Если хорошенько пошарить в темных углах нашей общественной жизни, то наткнешься не на одну подобную этой обыкновенную историю и драму домашнюю. Не просится ли и она в состав замышленной нами Россияды?

* * *

Талейран, хорошо знающий своих соотечественников, говорит: Ne vous у trompez pas: Les Fraucais ont etc a Moscou; mais gardez-vous bien de croire que les Russes soient jamais venus a Paris (He ошибайтесь: французы были в Москве, но русские никогда не вступали в Париж). Другими словами, но в этом же смысле и духе писаны многие французские военные истории, особенно же пресловутая книга Тьера.

* * *

В старой тетради, сборник русского хроникера, отыскалась следующая надгробная надпись:

On le connut fort peu, lui ne connut personne.

Actif, toujours presse, bouillant, imperieux,

Aimable, seduisan meme sous la couronne,

Voulant gouverner seul, tout voir, tout faire mieux,

Il fit beaucoup d'ingrats et mourut malheureux.

(Его знали слишком мало: он никого не знал. Деятельный, всегда торопливый, вспыльчивый, повелительный, любезный, обольстительный даже под царским венцом, он хотел править один, все видеть, все делать лучше; он породил много неблагодарных и умер несчастливым.)

* * *

Приезжий из Италии рассказывал следующее.

В каком-то казино, что у нас называется клубом, слышит он русские слова, напеваемые на итальянские мотивы из опер тогда наиболее в ходу на сцене. Подходит он к столу, за которым сидели и играли в карты русские и один итальянец. Любезные наши земляки мурлыкали и ворковали между собою: поди в черви, поди в бубнового короля, и так далее, на голос i tanti palpiti или: il piu triste de mortali. Добродушный итальянец удивлялся музыкальным способностям русских и вместе с тем и тому, что он все проигрывает.

* * *

В одном из городов Италии, ради какого-то ночного беспорядка сделано было полицией распоряжение, чтобы позднее известного часа никто не выходил на улицу иначе, как с зажженным фонарем.
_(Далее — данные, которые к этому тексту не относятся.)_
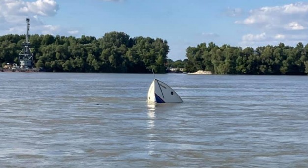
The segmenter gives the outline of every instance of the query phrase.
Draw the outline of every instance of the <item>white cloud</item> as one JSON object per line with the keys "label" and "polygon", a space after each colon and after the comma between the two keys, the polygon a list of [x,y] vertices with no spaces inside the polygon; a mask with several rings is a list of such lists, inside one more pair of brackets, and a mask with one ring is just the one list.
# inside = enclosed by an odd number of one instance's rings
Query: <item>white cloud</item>
{"label": "white cloud", "polygon": [[219,35],[215,33],[202,33],[202,36],[207,37],[218,37]]}
{"label": "white cloud", "polygon": [[225,14],[228,16],[236,17],[242,15],[243,10],[241,8],[231,8],[228,7],[225,12]]}
{"label": "white cloud", "polygon": [[251,10],[248,17],[243,20],[236,21],[235,23],[256,26],[266,29],[278,28],[290,29],[290,26],[286,27],[285,25],[296,23],[300,26],[295,25],[295,27],[297,28],[291,29],[300,30],[302,27],[304,28],[307,25],[307,16],[308,3],[298,2]]}
{"label": "white cloud", "polygon": [[59,9],[54,0],[37,0],[27,2],[22,0],[1,0],[0,1],[0,16],[10,15],[54,16]]}
{"label": "white cloud", "polygon": [[243,41],[261,41],[266,38],[266,33],[262,33],[259,34],[248,34],[244,35],[242,37]]}
{"label": "white cloud", "polygon": [[305,29],[304,26],[300,25],[296,22],[292,22],[285,26],[285,28],[288,30],[303,30]]}
{"label": "white cloud", "polygon": [[75,35],[79,33],[79,31],[78,30],[70,30],[67,32],[68,34],[71,35]]}
{"label": "white cloud", "polygon": [[[250,11],[249,15],[235,23],[249,26],[244,34],[241,46],[277,45],[280,42],[293,45],[308,42],[308,2],[281,6],[265,6]],[[255,31],[262,33],[255,33]]]}
{"label": "white cloud", "polygon": [[276,34],[274,38],[276,40],[283,40],[285,38],[285,35],[284,34]]}
{"label": "white cloud", "polygon": [[[33,1],[33,0],[32,0]],[[56,0],[0,0],[0,35],[26,33],[26,21],[30,20],[31,34],[77,35],[79,31],[44,24],[46,17],[56,15],[59,9]]]}

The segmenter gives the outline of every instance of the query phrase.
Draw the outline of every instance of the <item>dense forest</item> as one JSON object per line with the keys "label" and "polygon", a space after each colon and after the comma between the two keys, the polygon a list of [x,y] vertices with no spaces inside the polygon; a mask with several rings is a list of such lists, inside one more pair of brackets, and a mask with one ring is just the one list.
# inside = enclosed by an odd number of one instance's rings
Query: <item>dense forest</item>
{"label": "dense forest", "polygon": [[[0,37],[0,63],[18,62],[25,35]],[[102,38],[51,35],[30,36],[35,66],[47,72],[77,72],[165,73],[169,52],[166,40],[130,38],[111,32]]]}
{"label": "dense forest", "polygon": [[184,71],[212,71],[218,74],[305,75],[308,73],[308,44],[295,47],[280,43],[278,46],[240,47],[213,42],[186,49]]}
{"label": "dense forest", "polygon": [[[18,63],[25,35],[0,36],[0,65]],[[131,38],[123,32],[111,32],[101,38],[80,38],[32,35],[31,48],[35,66],[47,72],[77,72],[156,73],[166,68],[182,68],[193,72],[203,70],[217,74],[305,75],[308,74],[308,44],[296,47],[259,47],[255,49],[213,42],[188,47],[187,59],[168,59],[169,48],[160,38]]]}

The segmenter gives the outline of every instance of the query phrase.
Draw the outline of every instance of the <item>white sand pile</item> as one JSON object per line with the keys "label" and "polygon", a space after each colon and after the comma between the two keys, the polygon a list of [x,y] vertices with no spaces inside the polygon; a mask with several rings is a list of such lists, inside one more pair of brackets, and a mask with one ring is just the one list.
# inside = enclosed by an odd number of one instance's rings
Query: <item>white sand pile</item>
{"label": "white sand pile", "polygon": [[196,72],[194,73],[188,73],[188,74],[212,74],[211,71],[203,71],[203,70],[199,70]]}

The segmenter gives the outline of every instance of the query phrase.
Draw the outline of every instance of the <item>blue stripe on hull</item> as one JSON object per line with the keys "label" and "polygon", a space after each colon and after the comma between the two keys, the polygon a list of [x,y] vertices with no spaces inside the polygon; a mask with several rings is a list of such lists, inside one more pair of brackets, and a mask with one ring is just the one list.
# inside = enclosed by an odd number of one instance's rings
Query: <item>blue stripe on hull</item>
{"label": "blue stripe on hull", "polygon": [[161,97],[160,97],[158,95],[155,94],[155,99],[156,99],[156,102],[157,103],[165,103],[165,101],[163,100]]}

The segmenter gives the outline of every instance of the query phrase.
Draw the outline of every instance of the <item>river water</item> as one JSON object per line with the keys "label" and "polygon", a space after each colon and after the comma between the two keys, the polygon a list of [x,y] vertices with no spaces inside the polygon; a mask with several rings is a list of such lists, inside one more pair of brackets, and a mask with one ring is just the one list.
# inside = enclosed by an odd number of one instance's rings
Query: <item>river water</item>
{"label": "river water", "polygon": [[307,168],[308,76],[0,73],[0,168]]}

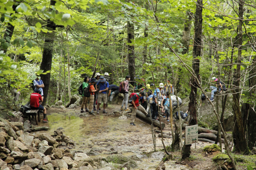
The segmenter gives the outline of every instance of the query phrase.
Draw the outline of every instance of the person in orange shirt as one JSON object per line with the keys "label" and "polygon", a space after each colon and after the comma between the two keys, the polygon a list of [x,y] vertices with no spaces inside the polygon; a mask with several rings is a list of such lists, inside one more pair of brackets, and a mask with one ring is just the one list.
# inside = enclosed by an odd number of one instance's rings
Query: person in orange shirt
{"label": "person in orange shirt", "polygon": [[97,91],[97,90],[95,90],[95,88],[94,88],[93,85],[98,82],[98,81],[97,81],[95,78],[93,78],[89,82],[90,84],[89,84],[89,86],[90,87],[89,88],[90,94],[89,98],[89,103],[88,109],[89,111],[90,112],[89,113],[93,115],[95,115],[95,114],[93,113],[93,101],[94,101],[94,92]]}

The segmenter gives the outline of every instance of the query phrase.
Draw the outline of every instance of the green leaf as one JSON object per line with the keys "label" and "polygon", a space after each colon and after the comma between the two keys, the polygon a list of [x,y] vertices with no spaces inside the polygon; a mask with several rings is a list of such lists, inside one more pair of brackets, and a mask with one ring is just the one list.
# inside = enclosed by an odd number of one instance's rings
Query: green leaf
{"label": "green leaf", "polygon": [[33,47],[33,44],[32,44],[32,43],[30,41],[28,41],[26,45],[29,48],[32,48],[32,47]]}
{"label": "green leaf", "polygon": [[20,38],[19,39],[19,43],[22,46],[24,46],[24,41],[22,38]]}
{"label": "green leaf", "polygon": [[42,25],[41,24],[41,23],[39,23],[38,22],[36,24],[35,24],[35,26],[38,28],[40,28],[42,27]]}

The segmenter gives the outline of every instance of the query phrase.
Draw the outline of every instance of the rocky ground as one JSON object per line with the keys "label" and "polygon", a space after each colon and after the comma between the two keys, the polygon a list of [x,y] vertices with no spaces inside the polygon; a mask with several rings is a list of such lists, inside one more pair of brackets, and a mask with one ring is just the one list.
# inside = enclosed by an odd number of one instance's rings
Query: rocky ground
{"label": "rocky ground", "polygon": [[[0,170],[220,168],[212,161],[220,151],[211,150],[206,155],[207,143],[198,142],[196,149],[192,145],[191,157],[181,161],[179,151],[169,151],[167,156],[161,139],[157,137],[154,152],[150,125],[137,119],[137,125],[130,126],[129,112],[121,112],[119,105],[110,105],[108,113],[102,110],[93,116],[81,113],[79,106],[67,109],[59,104],[47,109],[49,122],[41,121],[38,126],[33,119],[30,122],[22,118],[0,118]],[[163,121],[164,132],[169,133],[169,122]],[[33,131],[38,127],[51,129]],[[164,139],[164,142],[169,146],[172,139]]]}

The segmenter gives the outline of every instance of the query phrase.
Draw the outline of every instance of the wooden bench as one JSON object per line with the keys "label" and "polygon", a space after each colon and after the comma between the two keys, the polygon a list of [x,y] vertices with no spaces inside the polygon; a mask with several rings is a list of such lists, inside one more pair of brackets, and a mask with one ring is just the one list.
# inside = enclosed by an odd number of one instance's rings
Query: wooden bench
{"label": "wooden bench", "polygon": [[[37,113],[38,115],[38,119],[36,119]],[[38,122],[40,122],[40,113],[39,113],[39,110],[30,110],[26,112],[26,114],[29,116],[29,119],[30,122],[31,122],[30,116],[32,116],[34,117],[35,120],[36,125],[38,125]]]}

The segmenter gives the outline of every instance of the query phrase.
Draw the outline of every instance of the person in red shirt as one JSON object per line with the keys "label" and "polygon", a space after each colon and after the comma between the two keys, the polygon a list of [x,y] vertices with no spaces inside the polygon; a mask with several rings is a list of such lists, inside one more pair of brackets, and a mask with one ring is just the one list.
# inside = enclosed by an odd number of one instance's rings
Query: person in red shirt
{"label": "person in red shirt", "polygon": [[43,122],[47,122],[46,120],[46,108],[43,106],[39,105],[39,102],[43,101],[43,99],[40,94],[41,92],[40,90],[36,89],[34,92],[30,95],[30,108],[32,110],[44,110]]}

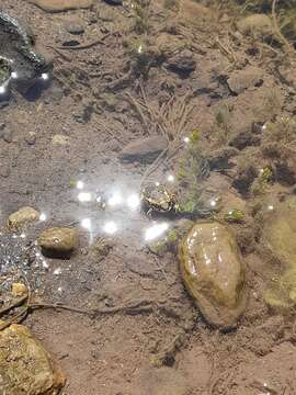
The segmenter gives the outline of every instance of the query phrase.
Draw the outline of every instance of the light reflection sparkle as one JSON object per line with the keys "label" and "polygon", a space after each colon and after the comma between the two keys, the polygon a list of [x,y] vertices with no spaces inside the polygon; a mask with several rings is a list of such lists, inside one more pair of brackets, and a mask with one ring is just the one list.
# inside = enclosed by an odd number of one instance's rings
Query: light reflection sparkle
{"label": "light reflection sparkle", "polygon": [[151,241],[163,235],[169,229],[168,223],[155,224],[145,230],[145,241]]}
{"label": "light reflection sparkle", "polygon": [[103,230],[109,235],[114,235],[118,230],[118,226],[113,221],[109,221],[104,224]]}
{"label": "light reflection sparkle", "polygon": [[78,193],[77,199],[81,203],[88,203],[88,202],[91,202],[92,195],[90,192],[80,192],[80,193]]}

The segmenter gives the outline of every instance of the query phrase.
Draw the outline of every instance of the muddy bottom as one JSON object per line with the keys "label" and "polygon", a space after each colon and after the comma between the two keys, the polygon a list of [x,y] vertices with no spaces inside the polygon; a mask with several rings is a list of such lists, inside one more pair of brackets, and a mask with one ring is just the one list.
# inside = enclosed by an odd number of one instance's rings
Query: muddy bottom
{"label": "muddy bottom", "polygon": [[[295,250],[283,262],[263,232],[295,198],[294,55],[239,32],[238,9],[190,0],[1,7],[54,59],[41,89],[0,102],[1,291],[25,276],[36,300],[81,309],[23,323],[65,372],[64,394],[295,394],[293,295],[266,296]],[[148,181],[167,185],[166,206],[141,210]],[[23,206],[39,221],[7,233]],[[224,331],[184,289],[177,245],[155,248],[180,219],[214,217],[235,235],[248,289]],[[78,230],[65,259],[35,242],[56,226]]]}

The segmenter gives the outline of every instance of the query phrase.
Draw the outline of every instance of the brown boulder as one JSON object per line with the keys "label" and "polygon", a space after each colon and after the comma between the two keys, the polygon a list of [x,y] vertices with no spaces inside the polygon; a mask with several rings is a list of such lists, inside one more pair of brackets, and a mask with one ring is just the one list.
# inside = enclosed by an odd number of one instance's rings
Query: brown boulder
{"label": "brown boulder", "polygon": [[236,326],[247,301],[244,264],[228,228],[193,226],[180,247],[181,274],[204,318],[214,327]]}
{"label": "brown boulder", "polygon": [[0,393],[57,395],[65,376],[30,330],[13,324],[0,331]]}

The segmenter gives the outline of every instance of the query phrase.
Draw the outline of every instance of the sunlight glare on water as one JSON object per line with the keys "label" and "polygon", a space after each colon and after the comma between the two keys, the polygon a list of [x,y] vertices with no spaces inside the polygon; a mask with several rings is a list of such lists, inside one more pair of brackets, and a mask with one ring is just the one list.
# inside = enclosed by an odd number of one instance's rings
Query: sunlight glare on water
{"label": "sunlight glare on water", "polygon": [[123,202],[122,193],[119,191],[115,191],[107,200],[107,205],[114,207],[114,206],[118,206],[122,202]]}
{"label": "sunlight glare on water", "polygon": [[114,221],[109,221],[103,226],[103,232],[107,235],[114,235],[118,230],[118,226]]}
{"label": "sunlight glare on water", "polygon": [[77,199],[81,203],[88,203],[92,201],[92,194],[90,192],[80,192]]}

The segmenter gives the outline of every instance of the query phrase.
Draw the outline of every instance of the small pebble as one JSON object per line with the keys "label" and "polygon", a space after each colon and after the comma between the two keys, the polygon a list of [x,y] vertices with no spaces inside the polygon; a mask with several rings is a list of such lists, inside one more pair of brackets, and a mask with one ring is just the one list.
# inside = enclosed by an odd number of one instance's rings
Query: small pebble
{"label": "small pebble", "polygon": [[2,134],[2,138],[7,143],[12,143],[13,134],[11,129],[4,129]]}
{"label": "small pebble", "polygon": [[25,142],[29,145],[34,145],[36,143],[36,133],[35,132],[29,132],[29,134],[25,136]]}

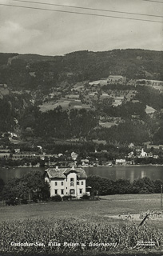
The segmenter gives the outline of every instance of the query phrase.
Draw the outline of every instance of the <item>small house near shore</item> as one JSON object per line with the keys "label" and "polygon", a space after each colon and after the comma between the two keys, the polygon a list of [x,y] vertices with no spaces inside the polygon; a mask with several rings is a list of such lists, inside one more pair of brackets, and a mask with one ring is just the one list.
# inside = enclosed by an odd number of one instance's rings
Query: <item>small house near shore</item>
{"label": "small house near shore", "polygon": [[50,197],[59,194],[72,195],[80,198],[86,192],[85,171],[82,168],[48,168],[45,180],[50,186]]}

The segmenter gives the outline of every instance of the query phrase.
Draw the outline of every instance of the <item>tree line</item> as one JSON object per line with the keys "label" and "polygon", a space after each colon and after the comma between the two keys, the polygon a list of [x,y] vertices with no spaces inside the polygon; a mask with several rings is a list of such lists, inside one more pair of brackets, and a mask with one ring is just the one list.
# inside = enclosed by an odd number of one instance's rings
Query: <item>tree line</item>
{"label": "tree line", "polygon": [[161,185],[163,185],[162,181],[152,181],[147,177],[133,182],[128,179],[113,181],[94,175],[86,178],[86,186],[91,186],[92,193],[99,195],[161,193]]}

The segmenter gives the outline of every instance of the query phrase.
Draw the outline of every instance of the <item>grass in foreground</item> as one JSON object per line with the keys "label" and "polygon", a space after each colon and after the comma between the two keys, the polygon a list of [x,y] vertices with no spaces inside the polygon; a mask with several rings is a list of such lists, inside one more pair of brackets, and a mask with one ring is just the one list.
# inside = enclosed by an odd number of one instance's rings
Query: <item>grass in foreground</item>
{"label": "grass in foreground", "polygon": [[[162,222],[136,223],[107,218],[107,214],[141,213],[160,209],[159,194],[128,194],[101,197],[99,201],[78,201],[1,206],[1,254],[45,255],[148,255],[163,251]],[[158,229],[157,229],[158,228]],[[57,242],[61,246],[49,245]],[[137,241],[154,242],[137,246]],[[44,246],[11,246],[11,242],[43,243]],[[69,246],[66,242],[78,243]],[[95,244],[94,246],[90,246]],[[82,243],[85,246],[82,246]],[[109,245],[102,245],[109,243]],[[109,243],[116,244],[109,245]]]}
{"label": "grass in foreground", "polygon": [[[54,218],[3,222],[1,252],[41,254],[97,253],[163,249],[162,234],[146,225],[95,224],[74,218]],[[140,245],[138,242],[144,242]]]}

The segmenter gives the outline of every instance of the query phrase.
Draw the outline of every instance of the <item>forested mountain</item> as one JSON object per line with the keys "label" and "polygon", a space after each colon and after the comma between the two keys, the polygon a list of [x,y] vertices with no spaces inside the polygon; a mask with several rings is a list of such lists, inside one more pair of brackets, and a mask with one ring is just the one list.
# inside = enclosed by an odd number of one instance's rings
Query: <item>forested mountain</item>
{"label": "forested mountain", "polygon": [[[89,84],[109,74],[126,77],[127,82]],[[163,144],[161,82],[156,88],[153,82],[145,85],[138,79],[163,81],[162,51],[0,54],[1,142],[10,131],[31,144],[36,139],[98,139],[107,146]],[[153,112],[147,114],[146,108]]]}
{"label": "forested mountain", "polygon": [[109,74],[163,80],[163,52],[138,49],[85,50],[54,57],[0,54],[0,83],[16,88],[51,87],[64,81],[74,83],[107,78]]}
Находящийся тогда в том городе наш молодой Сен-При, отличный карикатурист, которого карандаш воспет Пушкиным в Онегине, расписал свой фонарь забавными, но схожими изображениями городских властей. Само собой разумеется, что он с фонарем своим прогуливался по всем улицам наиболее людным.

Этот молодой человек, веселый и затейливый проказник, вскоре затем, в той же Италии, застрелил себя неизвестно по какой причине и, помнится, ночью на Светлое

Воскресение. Утром нашли труп его на полу, плавающий в крови. Верная собака его облизывала рану его.

Он был сын графа Сен-При, французского эмигранта, брат которого с честью вписал свое французское имя в летописи русского войска в ряду лучших генералов наших. Мать его, урожденная княжна Голицына, была родная сестра графини Толстой и графини Остерман. Отец, вероятно при герцоге де-Ришелье, был губернатором в южной России; он был человек образованный, уважаемый и любимый в русском обществе. Он довольно свободно и правильно говорил по-русски. Он в России принадлежал административной школе герцога де-Ришелье, бывшего долгое время Новороссийским генерал-губернатором; Одесса в особенности много была обязана ему процветанием своим. Эта школа, хотя и под французской фирмой, оставила по себе в России хорошие и не совсем бесплодные следы.